They fell asleep like spoons in a drawer, her belly against his back,
her loins against his warm bottom. Hours later, in those reaches of the
night that were usually-but no longer-the loneliest of all, they woke to
the same quiet alarm of renewed desire. He turned to her, she welcomed
him, and this time they moved together with an even greater urgency, as
if the first time had not taken the edge off their need but had
sharpened it the way one dose of heroin only increases the addict’s
desire for the next.
At first, looking up into Jim’s beautiful eyes, Holly felt as if she
were gazing into the pure fire of his soul. Then he gripped her by the
sides, half lifting her off the mattress as he eased deep into her, and
she felt the scratches burning in her flanks and remembered the claws of
the thing that had stepped magically out of a dream. For an instant,
with pain flashing in her shallow wounds, her perception shifted, and
she had the queer feeling that it was a cold blue fire into which she
gazed, burning without heat. But that was only a reaction to the
stinging scratches and the pain-engendered memory of the nightmare. When
he slid his hands off her sides and under her, lifting, she rose to meet
him, and he was all warmth now, not the faintest chill about him.

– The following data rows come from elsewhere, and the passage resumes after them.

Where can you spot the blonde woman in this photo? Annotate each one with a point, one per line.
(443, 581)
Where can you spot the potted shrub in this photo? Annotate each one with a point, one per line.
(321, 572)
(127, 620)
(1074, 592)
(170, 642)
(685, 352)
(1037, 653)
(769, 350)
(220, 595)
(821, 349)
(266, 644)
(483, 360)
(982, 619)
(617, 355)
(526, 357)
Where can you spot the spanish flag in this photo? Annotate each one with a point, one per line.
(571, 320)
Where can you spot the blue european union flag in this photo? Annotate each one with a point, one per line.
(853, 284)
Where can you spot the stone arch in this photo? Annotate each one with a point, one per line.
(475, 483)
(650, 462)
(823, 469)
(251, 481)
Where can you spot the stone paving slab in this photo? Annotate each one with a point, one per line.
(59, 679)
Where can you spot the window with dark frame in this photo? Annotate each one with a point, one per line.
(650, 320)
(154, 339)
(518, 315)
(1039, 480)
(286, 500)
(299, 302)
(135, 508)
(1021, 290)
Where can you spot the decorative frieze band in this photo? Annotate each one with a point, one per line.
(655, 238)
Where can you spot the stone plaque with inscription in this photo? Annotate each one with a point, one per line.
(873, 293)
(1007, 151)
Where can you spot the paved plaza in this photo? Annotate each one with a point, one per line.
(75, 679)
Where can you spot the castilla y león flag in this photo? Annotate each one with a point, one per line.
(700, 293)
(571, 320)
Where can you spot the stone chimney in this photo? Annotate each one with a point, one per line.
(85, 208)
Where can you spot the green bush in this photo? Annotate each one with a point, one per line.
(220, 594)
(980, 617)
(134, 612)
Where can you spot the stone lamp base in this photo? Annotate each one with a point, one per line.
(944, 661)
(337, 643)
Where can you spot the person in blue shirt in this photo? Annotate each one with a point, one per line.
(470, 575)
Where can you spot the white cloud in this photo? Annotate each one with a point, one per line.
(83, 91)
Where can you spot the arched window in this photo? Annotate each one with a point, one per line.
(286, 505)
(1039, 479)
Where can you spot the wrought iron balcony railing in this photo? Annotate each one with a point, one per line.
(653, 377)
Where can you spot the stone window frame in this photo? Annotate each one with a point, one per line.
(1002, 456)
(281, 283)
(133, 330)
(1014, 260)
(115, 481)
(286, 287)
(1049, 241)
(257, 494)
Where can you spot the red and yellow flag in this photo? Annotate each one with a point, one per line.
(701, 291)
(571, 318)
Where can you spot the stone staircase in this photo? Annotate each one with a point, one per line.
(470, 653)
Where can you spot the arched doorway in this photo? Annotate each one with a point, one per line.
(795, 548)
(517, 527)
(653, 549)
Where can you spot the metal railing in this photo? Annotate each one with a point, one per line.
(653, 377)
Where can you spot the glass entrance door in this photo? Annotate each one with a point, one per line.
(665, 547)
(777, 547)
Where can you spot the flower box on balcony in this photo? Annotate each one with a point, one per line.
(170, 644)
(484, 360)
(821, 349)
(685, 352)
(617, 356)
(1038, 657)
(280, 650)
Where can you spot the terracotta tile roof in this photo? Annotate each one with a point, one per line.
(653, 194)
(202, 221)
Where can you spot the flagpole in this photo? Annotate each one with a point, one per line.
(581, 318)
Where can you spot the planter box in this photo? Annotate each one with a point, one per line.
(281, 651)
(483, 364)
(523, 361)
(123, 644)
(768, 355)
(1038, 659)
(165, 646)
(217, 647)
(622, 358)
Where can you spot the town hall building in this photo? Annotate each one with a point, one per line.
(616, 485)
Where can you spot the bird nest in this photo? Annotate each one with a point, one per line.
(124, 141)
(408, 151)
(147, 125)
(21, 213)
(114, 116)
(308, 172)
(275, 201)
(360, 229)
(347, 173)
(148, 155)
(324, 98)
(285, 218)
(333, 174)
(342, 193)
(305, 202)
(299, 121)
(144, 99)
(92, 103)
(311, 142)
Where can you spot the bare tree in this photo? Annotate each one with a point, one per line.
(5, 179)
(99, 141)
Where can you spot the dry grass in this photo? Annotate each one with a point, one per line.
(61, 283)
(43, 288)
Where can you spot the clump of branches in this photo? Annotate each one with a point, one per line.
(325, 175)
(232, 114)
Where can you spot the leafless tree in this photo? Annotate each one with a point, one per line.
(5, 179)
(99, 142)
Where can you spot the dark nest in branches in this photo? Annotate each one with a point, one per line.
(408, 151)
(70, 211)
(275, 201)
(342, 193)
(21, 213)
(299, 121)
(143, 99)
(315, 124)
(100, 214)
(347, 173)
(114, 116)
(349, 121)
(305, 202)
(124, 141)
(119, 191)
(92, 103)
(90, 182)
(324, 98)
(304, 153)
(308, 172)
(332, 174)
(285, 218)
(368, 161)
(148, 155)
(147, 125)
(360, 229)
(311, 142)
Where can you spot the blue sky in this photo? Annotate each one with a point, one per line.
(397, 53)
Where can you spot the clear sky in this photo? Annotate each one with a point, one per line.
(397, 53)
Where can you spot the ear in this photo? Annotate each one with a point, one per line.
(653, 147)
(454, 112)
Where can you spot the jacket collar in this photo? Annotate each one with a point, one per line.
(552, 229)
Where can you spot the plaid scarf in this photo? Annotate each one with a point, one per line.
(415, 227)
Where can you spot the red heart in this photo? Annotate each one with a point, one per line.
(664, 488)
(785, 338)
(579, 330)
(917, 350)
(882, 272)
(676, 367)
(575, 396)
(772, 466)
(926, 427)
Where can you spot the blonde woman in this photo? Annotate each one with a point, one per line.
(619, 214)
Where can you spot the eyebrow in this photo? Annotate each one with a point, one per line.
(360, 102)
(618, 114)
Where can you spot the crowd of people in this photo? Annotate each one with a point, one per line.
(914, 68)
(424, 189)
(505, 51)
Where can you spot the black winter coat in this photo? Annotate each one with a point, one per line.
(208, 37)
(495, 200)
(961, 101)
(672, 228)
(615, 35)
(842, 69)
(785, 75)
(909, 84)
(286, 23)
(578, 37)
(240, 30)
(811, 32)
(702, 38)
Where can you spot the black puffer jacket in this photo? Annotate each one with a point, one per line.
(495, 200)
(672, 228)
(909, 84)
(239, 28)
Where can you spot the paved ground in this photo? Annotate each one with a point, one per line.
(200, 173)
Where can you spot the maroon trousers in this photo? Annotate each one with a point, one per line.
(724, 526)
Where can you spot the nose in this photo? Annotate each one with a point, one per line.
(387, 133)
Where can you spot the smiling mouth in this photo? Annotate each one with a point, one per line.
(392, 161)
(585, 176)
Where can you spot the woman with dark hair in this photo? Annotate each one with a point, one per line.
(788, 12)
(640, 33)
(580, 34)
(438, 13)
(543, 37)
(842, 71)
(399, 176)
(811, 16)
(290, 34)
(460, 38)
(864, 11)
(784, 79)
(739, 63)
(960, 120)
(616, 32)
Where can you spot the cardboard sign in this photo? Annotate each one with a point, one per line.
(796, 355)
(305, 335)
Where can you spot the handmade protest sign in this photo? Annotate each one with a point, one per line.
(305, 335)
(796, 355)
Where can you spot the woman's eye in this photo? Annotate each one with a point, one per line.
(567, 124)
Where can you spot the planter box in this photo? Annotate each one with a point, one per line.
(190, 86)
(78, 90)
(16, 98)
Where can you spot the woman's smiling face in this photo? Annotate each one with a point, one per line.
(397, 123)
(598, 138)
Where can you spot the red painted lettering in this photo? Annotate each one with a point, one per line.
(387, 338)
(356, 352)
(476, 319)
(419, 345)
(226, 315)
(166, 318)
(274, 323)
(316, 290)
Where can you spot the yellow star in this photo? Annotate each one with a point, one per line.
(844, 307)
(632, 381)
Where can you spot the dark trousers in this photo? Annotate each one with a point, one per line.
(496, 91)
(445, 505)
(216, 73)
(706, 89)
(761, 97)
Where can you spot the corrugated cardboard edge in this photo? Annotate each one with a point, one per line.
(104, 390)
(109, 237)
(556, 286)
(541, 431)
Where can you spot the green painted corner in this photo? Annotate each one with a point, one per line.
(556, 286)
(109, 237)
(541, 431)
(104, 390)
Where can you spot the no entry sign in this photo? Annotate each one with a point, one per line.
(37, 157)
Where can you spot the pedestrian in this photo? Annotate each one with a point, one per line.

Together they generated enough heat to sear away that brief image of a
soul on ice.
The frost-pale glow of the unseen moon backlit banks of coaly clouds
that churned across the night sky.
Unlike in other recent dreams, Holly was standing outside on a graveled
path that led between a pond and a cornfield toward the door in the base
of the old windmill. The limestone structure rose above her at a severe
angle, recognizably a mill but nonetheless an alien place, unearthly.
The huge sails, ragged with scores of broken or missing vanes, were
silhouetted against the foreboding sky and angled like a tilted cross.
although a blustery wind sent moon-silvered ripples across the ink-dark
pond and rattled the nearby cornstalks, the sails were still.
The mill obviously had been inoperable for many years, and the
mechanisms were most likely too rusted to allow the sails to turn.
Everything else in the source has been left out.